Approach by hiking from the easy slabs just north of the Crest. One can easily bypass the initial two towers by hiking and scrambling on slabs to the west of the Crest (these two towers are uncharacteristic of the rest of the climbing and are frequently skipped). The climbing is initially class 3 and soon becomes class 4 as one attains the ridge. The routefinding is too intricate to detail here and in any case would spoil your fun. Suffice it to say that you need to be imaginative about where to go. The route wanders from side to side and on one occasion drops down significantly on the west side. Staying on the very top of the Crest the entire time would make the climb much more difficult. There is a particularly enjoyable section where one hand traverses on a slab that curls around underneath like a breaking wave. Delightful and pretty easy, but difficult to protect.
As one approaches the summit, the climbing changes from horizontal to a gentle incline. There is some interesting climbing here to match the routefinding. In one spot, a gap must be negotiated. There is significant exposure as one approaches the summit.

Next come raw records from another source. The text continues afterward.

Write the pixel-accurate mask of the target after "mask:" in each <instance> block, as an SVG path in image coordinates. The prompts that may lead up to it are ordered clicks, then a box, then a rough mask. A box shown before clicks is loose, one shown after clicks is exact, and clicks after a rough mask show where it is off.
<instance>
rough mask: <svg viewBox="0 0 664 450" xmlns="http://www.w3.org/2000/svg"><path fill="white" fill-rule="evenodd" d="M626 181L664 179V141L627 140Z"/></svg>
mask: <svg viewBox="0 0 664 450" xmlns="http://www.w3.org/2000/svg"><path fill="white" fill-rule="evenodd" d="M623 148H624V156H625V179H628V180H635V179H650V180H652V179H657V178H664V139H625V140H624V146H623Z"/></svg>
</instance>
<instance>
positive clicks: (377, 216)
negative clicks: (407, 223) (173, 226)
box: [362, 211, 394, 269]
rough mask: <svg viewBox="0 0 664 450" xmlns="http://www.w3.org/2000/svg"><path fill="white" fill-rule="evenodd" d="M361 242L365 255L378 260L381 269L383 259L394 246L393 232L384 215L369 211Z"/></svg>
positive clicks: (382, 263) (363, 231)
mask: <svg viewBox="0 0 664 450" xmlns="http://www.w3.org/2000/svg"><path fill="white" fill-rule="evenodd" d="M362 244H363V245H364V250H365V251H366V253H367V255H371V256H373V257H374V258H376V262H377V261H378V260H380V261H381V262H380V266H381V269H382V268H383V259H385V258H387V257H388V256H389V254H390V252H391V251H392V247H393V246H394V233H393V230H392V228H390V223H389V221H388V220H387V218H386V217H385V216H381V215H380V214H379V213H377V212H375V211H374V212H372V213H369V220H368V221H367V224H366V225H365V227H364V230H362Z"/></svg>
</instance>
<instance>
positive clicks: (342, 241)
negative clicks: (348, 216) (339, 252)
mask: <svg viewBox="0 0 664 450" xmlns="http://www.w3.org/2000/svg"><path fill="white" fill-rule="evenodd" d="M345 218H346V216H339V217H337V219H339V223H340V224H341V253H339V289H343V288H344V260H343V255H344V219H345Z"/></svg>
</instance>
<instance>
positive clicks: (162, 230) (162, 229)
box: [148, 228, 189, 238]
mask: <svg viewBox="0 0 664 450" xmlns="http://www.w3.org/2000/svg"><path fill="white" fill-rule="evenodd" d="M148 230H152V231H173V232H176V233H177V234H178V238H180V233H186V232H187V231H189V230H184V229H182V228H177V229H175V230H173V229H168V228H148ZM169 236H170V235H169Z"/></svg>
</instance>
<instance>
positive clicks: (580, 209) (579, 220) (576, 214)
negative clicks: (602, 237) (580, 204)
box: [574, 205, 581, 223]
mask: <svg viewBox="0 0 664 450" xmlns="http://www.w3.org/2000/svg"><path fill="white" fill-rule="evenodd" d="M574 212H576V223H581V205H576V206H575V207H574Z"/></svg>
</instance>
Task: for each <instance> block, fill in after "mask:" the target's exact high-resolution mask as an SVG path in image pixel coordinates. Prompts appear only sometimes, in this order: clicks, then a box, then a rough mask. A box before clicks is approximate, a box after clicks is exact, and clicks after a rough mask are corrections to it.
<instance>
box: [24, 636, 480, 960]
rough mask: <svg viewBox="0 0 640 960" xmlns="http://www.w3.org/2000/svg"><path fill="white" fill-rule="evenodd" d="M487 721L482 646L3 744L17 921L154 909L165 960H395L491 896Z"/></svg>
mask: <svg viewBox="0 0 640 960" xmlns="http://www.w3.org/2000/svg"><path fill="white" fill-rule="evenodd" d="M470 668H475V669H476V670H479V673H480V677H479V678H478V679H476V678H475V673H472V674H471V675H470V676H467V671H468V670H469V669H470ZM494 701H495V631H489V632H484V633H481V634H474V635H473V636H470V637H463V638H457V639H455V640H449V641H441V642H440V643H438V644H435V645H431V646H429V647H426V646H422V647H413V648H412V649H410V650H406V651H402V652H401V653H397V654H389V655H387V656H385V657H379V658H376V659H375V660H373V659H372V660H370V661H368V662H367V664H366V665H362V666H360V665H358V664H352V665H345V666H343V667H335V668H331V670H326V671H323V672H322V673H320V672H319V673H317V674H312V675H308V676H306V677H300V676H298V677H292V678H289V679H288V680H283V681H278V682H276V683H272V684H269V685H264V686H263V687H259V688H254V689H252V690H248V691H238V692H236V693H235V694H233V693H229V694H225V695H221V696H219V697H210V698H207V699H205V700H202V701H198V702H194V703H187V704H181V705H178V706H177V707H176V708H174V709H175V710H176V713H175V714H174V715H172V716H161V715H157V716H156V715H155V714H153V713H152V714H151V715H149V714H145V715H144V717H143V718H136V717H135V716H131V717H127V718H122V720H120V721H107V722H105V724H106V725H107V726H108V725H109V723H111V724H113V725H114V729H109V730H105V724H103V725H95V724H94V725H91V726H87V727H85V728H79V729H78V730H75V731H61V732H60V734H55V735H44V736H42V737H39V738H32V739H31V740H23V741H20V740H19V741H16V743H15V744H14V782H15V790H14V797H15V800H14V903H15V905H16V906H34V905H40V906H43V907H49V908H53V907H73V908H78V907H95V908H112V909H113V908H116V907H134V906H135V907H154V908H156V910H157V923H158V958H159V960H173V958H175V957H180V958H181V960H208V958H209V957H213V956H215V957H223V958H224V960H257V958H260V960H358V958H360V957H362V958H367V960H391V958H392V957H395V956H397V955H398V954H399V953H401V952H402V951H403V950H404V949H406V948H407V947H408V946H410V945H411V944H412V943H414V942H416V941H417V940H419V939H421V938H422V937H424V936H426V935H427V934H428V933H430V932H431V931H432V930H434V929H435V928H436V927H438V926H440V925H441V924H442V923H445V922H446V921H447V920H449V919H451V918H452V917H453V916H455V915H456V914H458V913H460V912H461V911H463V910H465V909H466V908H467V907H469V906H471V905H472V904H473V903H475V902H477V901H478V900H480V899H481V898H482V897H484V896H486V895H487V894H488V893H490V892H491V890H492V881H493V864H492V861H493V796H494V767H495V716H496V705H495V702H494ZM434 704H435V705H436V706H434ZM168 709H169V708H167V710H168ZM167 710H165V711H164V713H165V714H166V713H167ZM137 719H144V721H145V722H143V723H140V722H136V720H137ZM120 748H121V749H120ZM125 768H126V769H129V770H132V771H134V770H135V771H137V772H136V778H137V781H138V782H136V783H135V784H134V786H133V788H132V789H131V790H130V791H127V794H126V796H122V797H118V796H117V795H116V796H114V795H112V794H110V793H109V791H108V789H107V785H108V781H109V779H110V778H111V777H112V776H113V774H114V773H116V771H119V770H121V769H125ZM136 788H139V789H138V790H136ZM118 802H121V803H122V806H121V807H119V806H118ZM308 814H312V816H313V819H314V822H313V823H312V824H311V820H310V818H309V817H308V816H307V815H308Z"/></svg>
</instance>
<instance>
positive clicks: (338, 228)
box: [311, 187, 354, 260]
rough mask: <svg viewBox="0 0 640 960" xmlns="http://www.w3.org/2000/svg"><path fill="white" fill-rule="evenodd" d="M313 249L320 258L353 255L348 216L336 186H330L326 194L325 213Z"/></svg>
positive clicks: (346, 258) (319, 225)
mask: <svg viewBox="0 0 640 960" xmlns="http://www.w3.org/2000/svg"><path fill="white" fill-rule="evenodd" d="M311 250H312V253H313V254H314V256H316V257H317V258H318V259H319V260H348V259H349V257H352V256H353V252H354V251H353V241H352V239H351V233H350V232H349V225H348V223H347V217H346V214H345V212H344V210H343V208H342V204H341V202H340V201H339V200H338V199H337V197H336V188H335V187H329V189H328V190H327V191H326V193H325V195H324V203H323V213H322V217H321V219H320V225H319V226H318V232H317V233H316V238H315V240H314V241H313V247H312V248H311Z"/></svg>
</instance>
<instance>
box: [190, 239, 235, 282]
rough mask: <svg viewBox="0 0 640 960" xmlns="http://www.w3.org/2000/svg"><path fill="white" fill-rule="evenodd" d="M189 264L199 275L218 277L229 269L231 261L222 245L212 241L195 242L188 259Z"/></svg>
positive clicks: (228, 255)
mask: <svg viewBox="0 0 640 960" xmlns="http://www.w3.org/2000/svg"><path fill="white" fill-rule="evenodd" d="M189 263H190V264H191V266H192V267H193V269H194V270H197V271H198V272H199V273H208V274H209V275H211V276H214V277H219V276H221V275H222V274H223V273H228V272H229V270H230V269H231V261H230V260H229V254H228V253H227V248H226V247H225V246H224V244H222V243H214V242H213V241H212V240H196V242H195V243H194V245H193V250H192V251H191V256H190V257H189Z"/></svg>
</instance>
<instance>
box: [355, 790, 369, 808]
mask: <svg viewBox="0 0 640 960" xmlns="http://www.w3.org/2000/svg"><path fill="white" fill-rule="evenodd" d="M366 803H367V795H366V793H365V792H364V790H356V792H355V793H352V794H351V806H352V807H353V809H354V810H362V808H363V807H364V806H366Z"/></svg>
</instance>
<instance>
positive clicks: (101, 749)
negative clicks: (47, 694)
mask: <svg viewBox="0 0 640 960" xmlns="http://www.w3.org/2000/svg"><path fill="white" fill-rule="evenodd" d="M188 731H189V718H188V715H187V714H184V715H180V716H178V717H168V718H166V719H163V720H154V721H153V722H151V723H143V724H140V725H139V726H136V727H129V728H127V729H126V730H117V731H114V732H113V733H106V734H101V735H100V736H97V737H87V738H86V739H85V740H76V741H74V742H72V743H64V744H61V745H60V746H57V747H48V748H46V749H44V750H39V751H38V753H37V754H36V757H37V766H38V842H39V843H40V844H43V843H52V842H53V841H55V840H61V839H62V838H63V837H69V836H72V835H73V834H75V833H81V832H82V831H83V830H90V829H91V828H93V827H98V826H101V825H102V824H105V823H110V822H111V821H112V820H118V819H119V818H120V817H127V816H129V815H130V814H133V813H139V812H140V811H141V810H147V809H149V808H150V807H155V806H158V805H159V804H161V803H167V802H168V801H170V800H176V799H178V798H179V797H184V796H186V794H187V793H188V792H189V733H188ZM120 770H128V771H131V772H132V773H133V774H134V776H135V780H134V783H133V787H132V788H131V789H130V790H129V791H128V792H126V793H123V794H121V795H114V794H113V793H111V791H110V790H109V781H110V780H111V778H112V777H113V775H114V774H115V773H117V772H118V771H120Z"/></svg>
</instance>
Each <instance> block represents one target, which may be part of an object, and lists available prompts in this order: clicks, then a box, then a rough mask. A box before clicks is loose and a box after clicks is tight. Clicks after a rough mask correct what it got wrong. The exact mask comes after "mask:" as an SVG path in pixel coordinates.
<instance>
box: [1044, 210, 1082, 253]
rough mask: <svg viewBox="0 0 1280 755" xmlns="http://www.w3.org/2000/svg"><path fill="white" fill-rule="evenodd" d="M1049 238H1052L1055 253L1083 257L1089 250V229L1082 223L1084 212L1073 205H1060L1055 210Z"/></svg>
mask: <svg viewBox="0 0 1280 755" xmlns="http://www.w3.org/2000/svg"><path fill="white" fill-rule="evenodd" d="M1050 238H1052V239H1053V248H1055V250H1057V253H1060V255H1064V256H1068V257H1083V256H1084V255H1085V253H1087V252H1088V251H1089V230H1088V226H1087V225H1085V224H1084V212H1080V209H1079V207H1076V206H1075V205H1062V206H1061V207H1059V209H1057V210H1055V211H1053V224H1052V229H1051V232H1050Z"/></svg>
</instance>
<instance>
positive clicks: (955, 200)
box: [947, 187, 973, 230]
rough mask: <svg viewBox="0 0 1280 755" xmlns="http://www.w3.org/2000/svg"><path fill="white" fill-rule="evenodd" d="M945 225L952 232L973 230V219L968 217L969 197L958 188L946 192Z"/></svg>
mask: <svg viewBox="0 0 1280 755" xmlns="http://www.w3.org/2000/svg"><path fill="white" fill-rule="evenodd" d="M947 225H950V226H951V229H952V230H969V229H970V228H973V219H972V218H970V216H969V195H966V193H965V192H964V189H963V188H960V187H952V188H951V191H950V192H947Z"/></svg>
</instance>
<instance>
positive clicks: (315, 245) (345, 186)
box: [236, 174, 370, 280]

Note that although the climbing is never particularly difficult (provided one is careful with the routefinding), the lack of adequate protection, the nature of traverses, and the sometimes crusty nature of the high country granite make this route a poor choice for towing along an inexperienced climber. It is best that all climbers be comfortable on class 4 and easy class 5 without adequate protection.
One can rappel from the summit with two 50m ropes or probably with one 60m. A much more enjoyable choice is to retrace your steps.
Light alpine rack, nothing bigger than 3". Numerous slings to reduce rope drag. Long slings (doubles) or cordalettes to loop projections are useful. There are many sections that are not easily protected.
There's very little detailed published information about this route and one can understand why: it's a difficult route to describe. Most guidebooks focus on the South to North traverse, but have little to say about the second half of this climb, which is a shame since many people consider the northern half to be better.
The Good, the Great, and the Awesome (Peter Croft) -- A nice description of the S-N traverse.
Climbing California's High Sierra (Moynier/Fiddler) -- A very brief description of the S-N traverse.
The High Sierra: Peaks, Passes, and Trails (R.J. Secor) -- Completely ignores the north half of the ridge.
On the web: Supertopo -- Supertopo sells a PDF (as well as a print version) of a Tuolumne select guide that includes the Matthes S-N traverse including a few details about the northern half.